Huntsville-based Dynetics said its Aerospace Structures Complex will support the development, integration and structural testing of large rocket components.
The new Dynetics complex will also perform structural qualification testing for the booster of the Vulcan Centaur, which is being produced at ULA’s factory in Decatur.
“It’s an exciting time for the space industry,” said Kim Doering, Dynetics vice president of Space Systems. “NASA’s exploration programs including the Space Launch System, Human Lander System and Gateway afford the Alabama space community the opportunity to make significant contributions to the establishment of a human lunar economy and to landing humans on Mars.”

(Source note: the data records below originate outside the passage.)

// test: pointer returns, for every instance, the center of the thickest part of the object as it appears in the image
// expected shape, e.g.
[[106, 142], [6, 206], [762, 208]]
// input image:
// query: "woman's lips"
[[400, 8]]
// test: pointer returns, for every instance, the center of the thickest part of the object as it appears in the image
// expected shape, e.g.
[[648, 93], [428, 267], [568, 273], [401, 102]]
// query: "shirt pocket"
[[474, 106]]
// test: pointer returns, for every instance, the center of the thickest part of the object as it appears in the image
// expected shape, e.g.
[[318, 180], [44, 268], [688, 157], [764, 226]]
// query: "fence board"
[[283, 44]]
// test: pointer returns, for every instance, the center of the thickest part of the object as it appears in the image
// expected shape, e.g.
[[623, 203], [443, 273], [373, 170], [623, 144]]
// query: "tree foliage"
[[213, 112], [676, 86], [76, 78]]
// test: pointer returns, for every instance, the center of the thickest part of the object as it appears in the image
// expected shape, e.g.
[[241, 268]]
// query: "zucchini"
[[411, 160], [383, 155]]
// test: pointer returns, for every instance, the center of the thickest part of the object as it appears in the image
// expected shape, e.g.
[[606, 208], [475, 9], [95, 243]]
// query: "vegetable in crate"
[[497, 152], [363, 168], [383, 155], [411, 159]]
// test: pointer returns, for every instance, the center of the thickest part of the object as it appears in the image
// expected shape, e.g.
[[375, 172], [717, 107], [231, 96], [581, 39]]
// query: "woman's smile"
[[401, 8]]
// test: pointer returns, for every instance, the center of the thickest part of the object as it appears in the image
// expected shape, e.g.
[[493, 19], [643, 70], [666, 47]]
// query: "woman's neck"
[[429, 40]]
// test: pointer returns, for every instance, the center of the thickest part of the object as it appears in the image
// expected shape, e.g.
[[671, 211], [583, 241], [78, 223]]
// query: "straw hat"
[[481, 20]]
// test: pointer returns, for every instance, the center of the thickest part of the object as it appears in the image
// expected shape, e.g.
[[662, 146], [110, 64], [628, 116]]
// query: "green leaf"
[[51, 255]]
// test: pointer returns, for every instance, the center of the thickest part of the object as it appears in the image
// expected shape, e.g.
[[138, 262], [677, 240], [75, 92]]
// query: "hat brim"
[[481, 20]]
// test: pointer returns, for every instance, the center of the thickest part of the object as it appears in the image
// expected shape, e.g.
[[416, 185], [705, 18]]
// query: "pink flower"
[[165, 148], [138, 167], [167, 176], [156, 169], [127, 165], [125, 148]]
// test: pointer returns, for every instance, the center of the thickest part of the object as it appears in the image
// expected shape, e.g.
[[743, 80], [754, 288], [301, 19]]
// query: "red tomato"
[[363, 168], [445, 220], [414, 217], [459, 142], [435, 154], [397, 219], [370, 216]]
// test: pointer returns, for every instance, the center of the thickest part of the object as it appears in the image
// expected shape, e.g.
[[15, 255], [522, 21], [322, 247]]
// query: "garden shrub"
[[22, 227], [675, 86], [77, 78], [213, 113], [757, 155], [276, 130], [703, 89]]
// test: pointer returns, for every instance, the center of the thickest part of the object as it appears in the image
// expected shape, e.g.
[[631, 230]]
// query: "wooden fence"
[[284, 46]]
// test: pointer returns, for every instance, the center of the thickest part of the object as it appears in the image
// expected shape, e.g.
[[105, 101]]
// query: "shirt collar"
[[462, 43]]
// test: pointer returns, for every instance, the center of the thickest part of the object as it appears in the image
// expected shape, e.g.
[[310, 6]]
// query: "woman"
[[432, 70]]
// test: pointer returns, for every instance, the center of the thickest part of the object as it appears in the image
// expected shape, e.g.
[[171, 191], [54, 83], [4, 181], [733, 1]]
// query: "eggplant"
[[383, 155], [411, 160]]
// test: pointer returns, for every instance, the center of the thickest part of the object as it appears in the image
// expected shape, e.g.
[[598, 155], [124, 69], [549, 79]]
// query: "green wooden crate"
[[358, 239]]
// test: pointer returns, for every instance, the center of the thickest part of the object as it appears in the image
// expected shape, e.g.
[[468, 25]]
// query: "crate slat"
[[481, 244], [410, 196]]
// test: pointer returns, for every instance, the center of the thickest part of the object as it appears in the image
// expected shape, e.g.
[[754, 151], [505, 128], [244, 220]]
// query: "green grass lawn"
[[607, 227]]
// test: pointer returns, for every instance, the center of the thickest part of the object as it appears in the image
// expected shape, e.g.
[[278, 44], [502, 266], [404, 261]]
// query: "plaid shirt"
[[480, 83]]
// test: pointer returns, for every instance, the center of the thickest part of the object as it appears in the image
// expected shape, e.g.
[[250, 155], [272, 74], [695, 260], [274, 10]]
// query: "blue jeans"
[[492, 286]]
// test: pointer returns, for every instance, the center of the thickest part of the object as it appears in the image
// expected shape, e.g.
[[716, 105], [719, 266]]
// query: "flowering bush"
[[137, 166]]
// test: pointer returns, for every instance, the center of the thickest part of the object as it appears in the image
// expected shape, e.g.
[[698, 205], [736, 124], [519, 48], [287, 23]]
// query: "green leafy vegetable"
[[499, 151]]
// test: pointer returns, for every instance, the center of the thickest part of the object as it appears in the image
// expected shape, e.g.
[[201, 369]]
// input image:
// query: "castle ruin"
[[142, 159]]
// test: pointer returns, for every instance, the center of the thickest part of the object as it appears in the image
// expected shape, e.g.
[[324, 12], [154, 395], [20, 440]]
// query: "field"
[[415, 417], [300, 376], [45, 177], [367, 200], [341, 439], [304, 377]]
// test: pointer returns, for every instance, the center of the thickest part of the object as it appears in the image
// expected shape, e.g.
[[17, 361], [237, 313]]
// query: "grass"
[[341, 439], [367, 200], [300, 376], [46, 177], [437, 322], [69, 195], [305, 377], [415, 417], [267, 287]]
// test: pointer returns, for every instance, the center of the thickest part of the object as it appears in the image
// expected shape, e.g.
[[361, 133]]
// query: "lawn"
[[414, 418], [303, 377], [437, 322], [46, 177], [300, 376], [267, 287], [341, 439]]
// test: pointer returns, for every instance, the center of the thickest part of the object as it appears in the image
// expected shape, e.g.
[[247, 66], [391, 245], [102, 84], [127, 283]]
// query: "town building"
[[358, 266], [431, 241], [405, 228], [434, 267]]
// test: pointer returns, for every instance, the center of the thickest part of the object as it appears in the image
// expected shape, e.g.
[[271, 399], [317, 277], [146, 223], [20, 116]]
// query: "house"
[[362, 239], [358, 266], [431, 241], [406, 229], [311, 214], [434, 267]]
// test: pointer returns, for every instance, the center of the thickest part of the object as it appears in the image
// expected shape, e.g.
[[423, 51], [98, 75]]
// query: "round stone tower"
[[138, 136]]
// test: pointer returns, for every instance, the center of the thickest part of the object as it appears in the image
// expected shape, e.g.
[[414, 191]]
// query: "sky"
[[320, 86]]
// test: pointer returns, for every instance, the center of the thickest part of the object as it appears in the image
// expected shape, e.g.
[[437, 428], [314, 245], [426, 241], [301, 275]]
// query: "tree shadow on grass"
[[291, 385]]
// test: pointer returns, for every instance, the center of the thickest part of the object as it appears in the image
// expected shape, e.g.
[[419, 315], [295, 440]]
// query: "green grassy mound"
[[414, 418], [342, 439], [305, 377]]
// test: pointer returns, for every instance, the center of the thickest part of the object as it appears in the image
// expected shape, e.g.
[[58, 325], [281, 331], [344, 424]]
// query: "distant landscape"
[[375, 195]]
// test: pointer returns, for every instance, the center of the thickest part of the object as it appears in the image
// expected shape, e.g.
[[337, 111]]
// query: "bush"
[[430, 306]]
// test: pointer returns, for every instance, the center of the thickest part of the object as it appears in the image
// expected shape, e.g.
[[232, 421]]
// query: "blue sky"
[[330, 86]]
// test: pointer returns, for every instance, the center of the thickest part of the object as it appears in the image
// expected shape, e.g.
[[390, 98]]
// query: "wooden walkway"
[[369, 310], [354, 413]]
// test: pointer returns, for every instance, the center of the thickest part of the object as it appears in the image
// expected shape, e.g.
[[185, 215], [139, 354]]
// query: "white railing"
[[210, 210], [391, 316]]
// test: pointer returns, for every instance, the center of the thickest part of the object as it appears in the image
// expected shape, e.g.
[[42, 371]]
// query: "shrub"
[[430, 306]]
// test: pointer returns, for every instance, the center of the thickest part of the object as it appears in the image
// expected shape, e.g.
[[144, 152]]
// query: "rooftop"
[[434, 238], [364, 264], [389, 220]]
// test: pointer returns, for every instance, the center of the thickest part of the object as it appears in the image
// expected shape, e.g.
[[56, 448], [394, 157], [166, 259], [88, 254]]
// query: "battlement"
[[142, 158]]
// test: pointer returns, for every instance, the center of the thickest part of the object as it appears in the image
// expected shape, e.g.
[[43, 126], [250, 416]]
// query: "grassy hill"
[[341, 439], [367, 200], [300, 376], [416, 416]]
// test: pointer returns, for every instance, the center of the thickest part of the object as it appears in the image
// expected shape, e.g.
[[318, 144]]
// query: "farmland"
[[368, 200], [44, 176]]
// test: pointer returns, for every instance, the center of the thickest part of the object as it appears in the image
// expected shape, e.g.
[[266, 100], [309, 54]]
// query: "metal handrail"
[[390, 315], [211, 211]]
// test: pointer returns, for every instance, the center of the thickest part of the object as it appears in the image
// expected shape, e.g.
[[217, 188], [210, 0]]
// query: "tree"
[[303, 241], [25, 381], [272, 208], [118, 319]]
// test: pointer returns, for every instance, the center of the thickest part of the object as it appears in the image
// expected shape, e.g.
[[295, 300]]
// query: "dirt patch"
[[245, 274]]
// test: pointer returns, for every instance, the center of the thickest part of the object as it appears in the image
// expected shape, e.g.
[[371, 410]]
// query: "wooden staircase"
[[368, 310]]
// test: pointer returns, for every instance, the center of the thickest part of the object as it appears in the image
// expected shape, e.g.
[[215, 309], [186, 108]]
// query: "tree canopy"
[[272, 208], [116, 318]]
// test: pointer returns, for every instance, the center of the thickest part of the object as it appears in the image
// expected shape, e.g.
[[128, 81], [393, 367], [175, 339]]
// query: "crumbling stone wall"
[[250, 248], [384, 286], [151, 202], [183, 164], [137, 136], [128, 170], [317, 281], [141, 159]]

In addition, Doering said, ULA’s new Vulcan Centaur launcher will provide a critical capability to support national security and support the burgeoning small satellite market.
“Dynetics decided to build this complex so we could contribute to these vital projects. Our new complex will play an essential role within Alabama’s aerospace landscape.”
The Aerospace Structures Complex is composed of three facilities:
- Test Stand 1 stands 100 feet high, with the capability of hoisting 35 tons for structural testing.
- The 43,000-square-foot Hardware Integration Facility allows for the assembly of large aerospace structures and houses test cells.
- A Test Control Center allows customers to analyze real-time testing data onsite.
Dynetics, which has locations in 10 states, said it selected the Decatur site for the complex because of the area’s rich history of rocket development and testing.
The complex will initially bring 25 jobs to the site, with more jobs to be added later.
“Dynetics’ new Aerospace Structures Complex represents an impressive new asset in Alabama’s dynamic space community,” said Greg Canfield, secretary of the Alabama Department of Commerce.
“This facility will support and advance major programs that will keep our nation safe and allow mankind to embark on ambitious new explorations of space.”
At the grand opening ceremony, ULA’s Vulcan Centaur qualification booster stood in Test Stand 1.
“The strategic location and partnership with Dynetics provides ULA with advanced testing capabilities that will benefit the Vulcan Centaur program,” said Mark Peller, vice president of major development for ULA.
“This structural test article is an important step in ensuring that the Vulcan Centaur is ready to launch in 2021 supporting our nation’s national security space program,” he said.